1000-12,000 cp - 20%, 1000-6000 sp - 30%, 1000-4000 ep - 10%, 1-6 gems - 25%, 1-3 jewelry - 20%, “any 2 maps or magic” - 10%

So that’s an approximately 30% chance of getting absolutely nothing, no magic, no loot, and only a 10% chance of getting a magic item. Actually, it’s a bit worse, because for “maps or magic” there is a 10% chance of a map, 90% chance of a magic item.

So let’s say for the sake of argument that you rolled the 10% chance of “any 2 maps or magic items”, and that for both you rolled a magic item. 

Now we’re talking.


However, check out the magic item table, your best odds are of getting potions, scrolls or magic weapons. And many of these are not combat relevant, a potion of sweet water is useful, but it isn’t saving you from the giant’s club. Of course, you can get lucky and get that +4 sword with a random roll, but the odds are against it. Even if you did roll well and everyone in the party survived (not that likely, but let’s be generous) then you have to decide how to split up these items, and since some will be temporary (scrolls and potions) they don’t last forever. Adding insult to injury, fireballs and breath weapons can destroy your magic items, they can be lost when you are dumped in the river, they can be stolen by thieves…

This was an arbitrary example, but the point is generalizable, if you run magic treasure distribution and monsters BtB, 1e AD&D is a very low magic game. Where it varies a bit from what you would think of as low magic is in the randomness. If you roll randomly for encounters, monsters, HP, number appearing, and treasure, then it is possible to die for nothing. However, sometimes your dice come up, sometimes the monsters have low HP, sometimes there’s a holy avenger in the giant spider’s lair. 

What a BtB game produces is low magic with the very occasional spike of magic items. In most long running campaigns this means that a mid-level party will have far fewer magic items than I hear people talking about when complaining that characters are “too powerful”.

Is D&D a High-Magic Game?

I think that this example, and to be honest many others, reveals something important about game design and game play. The game as designed does not produce a “high-magic” game where characters have so many items they cannot be challenged. The game as played often does. 

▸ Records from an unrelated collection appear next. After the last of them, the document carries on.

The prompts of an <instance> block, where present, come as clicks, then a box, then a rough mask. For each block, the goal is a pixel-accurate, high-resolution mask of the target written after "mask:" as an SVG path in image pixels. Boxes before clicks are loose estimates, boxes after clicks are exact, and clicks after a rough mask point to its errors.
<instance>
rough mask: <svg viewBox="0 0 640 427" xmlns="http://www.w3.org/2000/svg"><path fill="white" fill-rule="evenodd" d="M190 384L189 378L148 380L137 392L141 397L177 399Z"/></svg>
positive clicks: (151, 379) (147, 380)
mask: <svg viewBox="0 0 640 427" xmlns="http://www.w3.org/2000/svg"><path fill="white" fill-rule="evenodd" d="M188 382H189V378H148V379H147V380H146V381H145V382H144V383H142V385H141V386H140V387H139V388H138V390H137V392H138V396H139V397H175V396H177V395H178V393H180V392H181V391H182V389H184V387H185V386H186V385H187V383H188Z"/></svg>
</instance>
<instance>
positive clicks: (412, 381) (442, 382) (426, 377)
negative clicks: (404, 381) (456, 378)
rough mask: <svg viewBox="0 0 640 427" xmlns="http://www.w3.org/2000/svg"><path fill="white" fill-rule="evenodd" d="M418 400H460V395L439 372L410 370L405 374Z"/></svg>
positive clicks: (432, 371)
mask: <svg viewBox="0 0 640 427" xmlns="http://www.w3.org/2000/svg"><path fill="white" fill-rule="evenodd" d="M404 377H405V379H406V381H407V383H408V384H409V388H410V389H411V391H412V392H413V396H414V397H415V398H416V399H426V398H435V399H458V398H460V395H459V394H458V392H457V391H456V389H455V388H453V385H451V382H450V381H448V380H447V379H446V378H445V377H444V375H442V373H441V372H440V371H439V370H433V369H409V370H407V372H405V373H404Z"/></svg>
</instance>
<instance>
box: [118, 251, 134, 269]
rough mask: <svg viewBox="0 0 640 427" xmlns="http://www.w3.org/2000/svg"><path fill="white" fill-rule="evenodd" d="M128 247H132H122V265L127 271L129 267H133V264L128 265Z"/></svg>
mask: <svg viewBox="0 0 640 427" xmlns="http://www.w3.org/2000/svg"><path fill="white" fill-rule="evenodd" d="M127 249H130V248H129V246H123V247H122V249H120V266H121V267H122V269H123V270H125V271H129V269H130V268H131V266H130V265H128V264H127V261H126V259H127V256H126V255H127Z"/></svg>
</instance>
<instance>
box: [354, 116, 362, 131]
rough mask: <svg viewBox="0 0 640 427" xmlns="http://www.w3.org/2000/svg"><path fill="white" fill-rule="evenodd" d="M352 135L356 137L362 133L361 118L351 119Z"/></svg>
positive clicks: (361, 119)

So when it happens that your D&D game becomes magic heavy, when it gets harder and harder to challenge your PCs because their gamut of magic items makes them formidable, this suggests more about your DM and gaming group than it does about the game. The game as designed doesn’t do this, this is a result of how you are running the game. 

I think many people would find this surprising. The number of people I see online suggesting that “older edition” games were monty haul, or that they weren’t challenging or deadly after low levels, suggests to me that they are improvising magic item distribution in terms of frequency and item choice.

This is, of course, perfectly acceptable. The books explicitly say you can adjust these things to your liking, the DM can place magic items, the DM can ensure, for example, that certain magic items are there in the treasure hoard (e.g. that +1 spetum the party fighter needed) or that treasure hoards have magic items at all. But if they choose to deviate from the tables and the listed odds, then it isn’t the game that produces the high magic campaign, it’s the DM and players.

I think this general observation can be applied to a lot of things, low level play is too hard so the DM gives out HP kickers, and the DM also assigns HP rather than rolling HP, or fudges rolls when a PC has a bad run of luck, so the party survives a bit longer, and reaches mid-levels where the power levels increase. Add magic items generously sprinkled in to ensure that “each PC has a chance to shine” and so no player feels “left out” (and a BtB magic item distribution will often leave particular characters “out”) and suddenly “AD&D is OP” or “I can’t challenge my PCs anymore without waves of monsters”. 

The game allows the DM complete discretion, if you WANT a higher magic game that’s just fine, and it can be fun, and even challenging if you play your cards right, but if people are going to bag on early edition D&D for being a “powergamers fantasy” or for having “unmanagable mid-level PCs”, they might want to think about going back to the books to see how the baseline is set, and adjusting accordingly.